A researcher has sent me a few more questions concerning the 2001 Census Individuals PUMF methodology. I have appended the entire text of the message below. The document referred to is the 2001 Census Public Use Microdata File: Individuals File: User Documentation, 2nd revision. The pages referred to are page 173-176 of 292 (page 168-171 in the document). I am quite confident that your census staff can answer these questions much better that I can. Thanks in advance for any information or advice that might be sent back.
"The canvasser area stratum is mentioned in the first phase of sampling in Chapter III Sampling Method and Data Quality (page 173 of the pdf file attached).
In part (b) Second Phase of Sampling, the strata used for selection of the individuals to be part of the public use microdata file (pumf) on individuals Canada Census 2001 are defined. One limitation of this stratification is mentioned that uses canvasser area stratum. However, canvasser area stratum is not defined as one of the strata available for stratification in phase two. This contradicts in my opinion the procedure used for defining each stratum in phase two of sampling (on page 176 of the pdf).
Was the canvasser area stratum used for stratification in phase two of the selection of pumf on individuals in Canada Census 2001? Is canvasser area stratum identifiable by any variable in the pumf on individuals in Canada Census 2001? Where does canvasser area stratum rank in importance compared to the rest of the variables used for stratification in phase two of sampling?"
The methodologists our census contacts consulted provided the following information in response to the researcher's questions:
"The file was sorted first by canvasser stratum and then by geography, and the other variables.

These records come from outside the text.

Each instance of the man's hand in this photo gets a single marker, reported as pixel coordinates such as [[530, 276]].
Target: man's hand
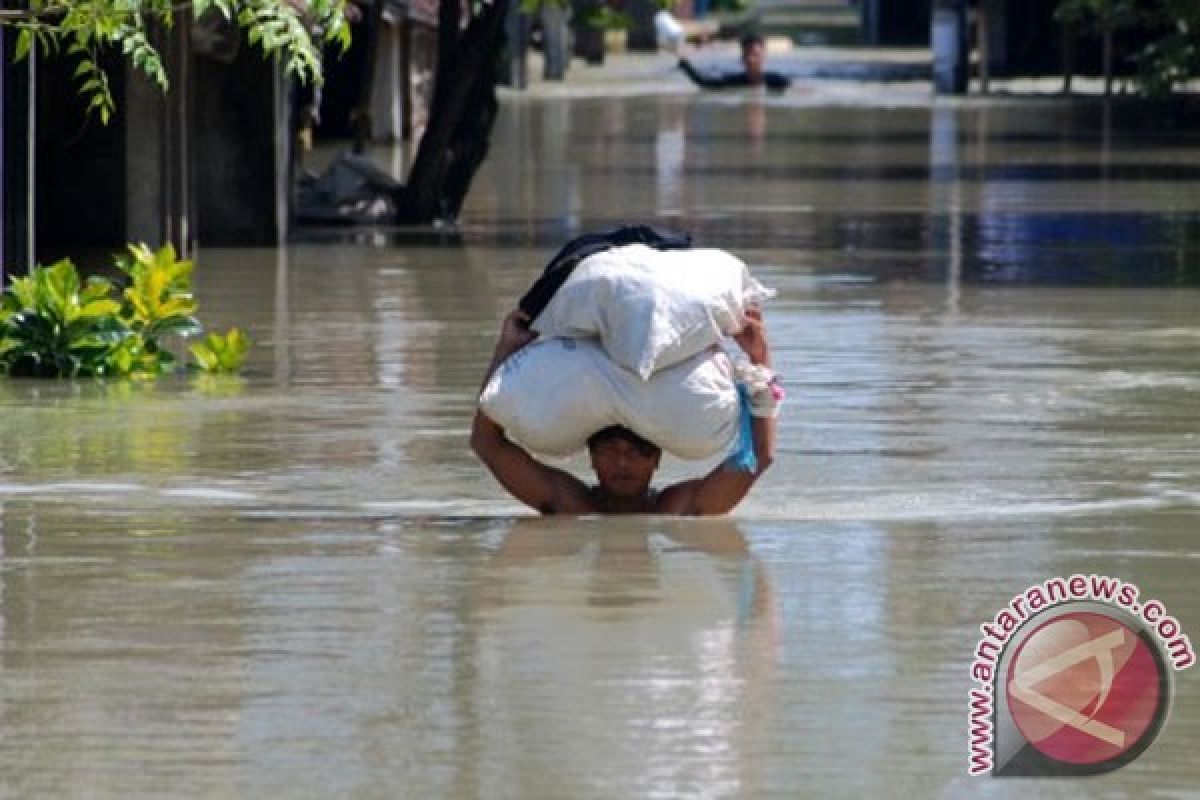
[[515, 334], [753, 338]]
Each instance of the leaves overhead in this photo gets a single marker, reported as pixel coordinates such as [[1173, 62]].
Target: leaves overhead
[[292, 30], [53, 325]]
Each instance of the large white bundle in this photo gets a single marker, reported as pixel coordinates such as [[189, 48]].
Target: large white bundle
[[653, 308], [555, 394]]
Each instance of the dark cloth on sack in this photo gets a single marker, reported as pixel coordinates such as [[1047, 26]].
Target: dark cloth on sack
[[736, 79], [579, 248]]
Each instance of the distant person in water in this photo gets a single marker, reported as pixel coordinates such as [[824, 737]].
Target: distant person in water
[[753, 73], [624, 462]]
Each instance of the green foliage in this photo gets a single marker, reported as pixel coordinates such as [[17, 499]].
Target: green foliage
[[156, 304], [221, 353], [1171, 55], [1174, 58], [89, 28], [52, 325]]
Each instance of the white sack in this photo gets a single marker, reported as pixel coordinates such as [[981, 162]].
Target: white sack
[[555, 394], [653, 308]]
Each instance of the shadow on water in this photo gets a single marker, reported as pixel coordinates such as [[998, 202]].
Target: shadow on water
[[1033, 194]]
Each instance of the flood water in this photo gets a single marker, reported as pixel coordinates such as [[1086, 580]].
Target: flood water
[[301, 584]]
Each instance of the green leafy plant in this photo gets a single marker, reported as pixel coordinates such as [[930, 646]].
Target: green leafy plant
[[53, 325], [159, 302], [85, 29], [221, 353]]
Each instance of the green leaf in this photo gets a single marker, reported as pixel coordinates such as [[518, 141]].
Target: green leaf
[[24, 42], [221, 353]]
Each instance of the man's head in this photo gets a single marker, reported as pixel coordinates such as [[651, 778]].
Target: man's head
[[754, 56], [623, 461]]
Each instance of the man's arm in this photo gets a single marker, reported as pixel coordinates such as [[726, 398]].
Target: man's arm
[[723, 488], [706, 79], [539, 486], [775, 80]]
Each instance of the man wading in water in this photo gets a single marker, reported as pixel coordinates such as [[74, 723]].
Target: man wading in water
[[624, 463]]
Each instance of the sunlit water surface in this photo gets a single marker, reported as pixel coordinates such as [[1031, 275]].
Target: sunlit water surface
[[300, 583]]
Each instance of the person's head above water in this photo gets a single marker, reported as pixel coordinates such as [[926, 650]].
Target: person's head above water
[[623, 461], [754, 56]]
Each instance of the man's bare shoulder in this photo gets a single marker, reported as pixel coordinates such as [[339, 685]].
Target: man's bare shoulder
[[677, 499]]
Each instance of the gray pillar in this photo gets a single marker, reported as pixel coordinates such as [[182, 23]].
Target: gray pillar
[[553, 41], [951, 47], [17, 138], [240, 145], [641, 35], [516, 47]]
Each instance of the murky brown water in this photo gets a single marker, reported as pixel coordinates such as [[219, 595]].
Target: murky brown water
[[301, 584]]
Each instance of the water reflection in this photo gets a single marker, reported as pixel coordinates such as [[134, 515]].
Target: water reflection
[[1061, 194], [301, 583], [651, 645]]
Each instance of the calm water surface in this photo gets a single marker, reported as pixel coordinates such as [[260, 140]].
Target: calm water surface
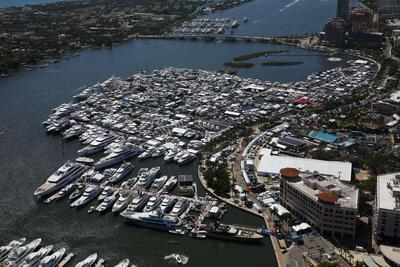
[[28, 155]]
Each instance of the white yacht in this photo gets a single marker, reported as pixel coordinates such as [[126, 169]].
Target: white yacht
[[17, 255], [147, 178], [88, 262], [152, 204], [158, 183], [90, 193], [167, 204], [4, 250], [53, 259], [66, 174], [153, 220], [123, 201], [137, 204], [170, 184], [123, 263], [118, 155], [107, 203], [121, 172], [186, 158], [97, 145], [34, 258], [180, 207]]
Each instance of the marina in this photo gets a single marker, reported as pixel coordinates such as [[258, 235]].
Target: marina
[[33, 155]]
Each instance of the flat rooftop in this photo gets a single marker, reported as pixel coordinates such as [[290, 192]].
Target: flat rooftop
[[346, 196], [388, 190], [273, 164]]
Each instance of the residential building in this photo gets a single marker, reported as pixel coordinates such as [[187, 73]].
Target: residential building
[[342, 9], [387, 209], [322, 201], [335, 29], [389, 7]]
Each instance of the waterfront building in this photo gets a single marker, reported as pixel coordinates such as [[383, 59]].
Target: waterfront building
[[389, 7], [342, 9], [387, 210], [185, 185], [322, 201], [335, 29], [270, 165], [361, 19]]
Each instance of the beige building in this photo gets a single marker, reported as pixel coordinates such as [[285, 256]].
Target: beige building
[[387, 209], [324, 202]]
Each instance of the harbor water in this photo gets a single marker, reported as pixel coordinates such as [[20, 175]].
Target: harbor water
[[28, 156]]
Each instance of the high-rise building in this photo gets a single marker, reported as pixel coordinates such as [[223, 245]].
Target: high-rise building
[[361, 19], [322, 201], [342, 9], [335, 29], [387, 209], [389, 7]]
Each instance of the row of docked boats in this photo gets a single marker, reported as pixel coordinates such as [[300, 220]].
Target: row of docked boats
[[22, 254]]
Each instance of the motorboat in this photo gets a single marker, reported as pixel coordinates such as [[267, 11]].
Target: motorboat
[[152, 204], [154, 220], [87, 262], [118, 155], [121, 172], [137, 204], [34, 258], [52, 260], [167, 204], [66, 174], [158, 183], [17, 255], [4, 250], [123, 201], [123, 263], [77, 192], [180, 207], [170, 184], [147, 178], [186, 158], [97, 145], [107, 203], [65, 191], [107, 191], [90, 193]]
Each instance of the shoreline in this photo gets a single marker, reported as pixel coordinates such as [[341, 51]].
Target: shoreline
[[280, 259]]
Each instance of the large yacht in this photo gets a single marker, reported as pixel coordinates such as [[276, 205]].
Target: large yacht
[[66, 174], [123, 201], [87, 262], [121, 172], [34, 258], [158, 183], [17, 255], [90, 193], [118, 155], [153, 203], [97, 145], [167, 204], [4, 250], [147, 178], [154, 220], [53, 259], [186, 158], [180, 207], [233, 233], [137, 204]]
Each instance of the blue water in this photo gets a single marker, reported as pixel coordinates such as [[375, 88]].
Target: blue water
[[28, 155]]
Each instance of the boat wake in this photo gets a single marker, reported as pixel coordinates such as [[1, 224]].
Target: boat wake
[[288, 5], [174, 258]]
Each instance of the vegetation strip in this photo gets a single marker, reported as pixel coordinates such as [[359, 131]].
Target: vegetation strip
[[258, 54]]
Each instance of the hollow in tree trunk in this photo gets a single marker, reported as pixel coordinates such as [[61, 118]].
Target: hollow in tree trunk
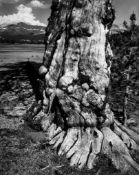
[[76, 69]]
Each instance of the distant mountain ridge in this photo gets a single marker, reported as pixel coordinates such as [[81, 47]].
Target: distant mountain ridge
[[22, 33], [26, 33]]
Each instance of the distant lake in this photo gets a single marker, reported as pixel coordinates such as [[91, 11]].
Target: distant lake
[[13, 53]]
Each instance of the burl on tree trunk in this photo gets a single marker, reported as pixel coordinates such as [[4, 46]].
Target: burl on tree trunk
[[76, 69]]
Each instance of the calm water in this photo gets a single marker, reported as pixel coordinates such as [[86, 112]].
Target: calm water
[[20, 52]]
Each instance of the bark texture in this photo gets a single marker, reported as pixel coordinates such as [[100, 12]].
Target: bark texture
[[76, 71]]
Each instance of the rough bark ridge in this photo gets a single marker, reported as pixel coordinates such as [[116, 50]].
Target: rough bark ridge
[[76, 71]]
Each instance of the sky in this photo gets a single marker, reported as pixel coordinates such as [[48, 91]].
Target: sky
[[36, 12]]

By doing so, we were ensuring that these people (people living in a canvasser area) were well represented in the sample.
We limit the number of strata in these areas because the number of people within a given geography was already small (stratifying more would not do anything in these circumstances). It was not possible to identify them in the file for confidentiality reasons (canvasser areas have low population counts). However, we felt that, since those people are different characteristics than the other people, it was important to ensure their representation. In that sense, this stratum is very important."
I hope that this information is helpful. Please do not hesitate to let us know if you have any other questions.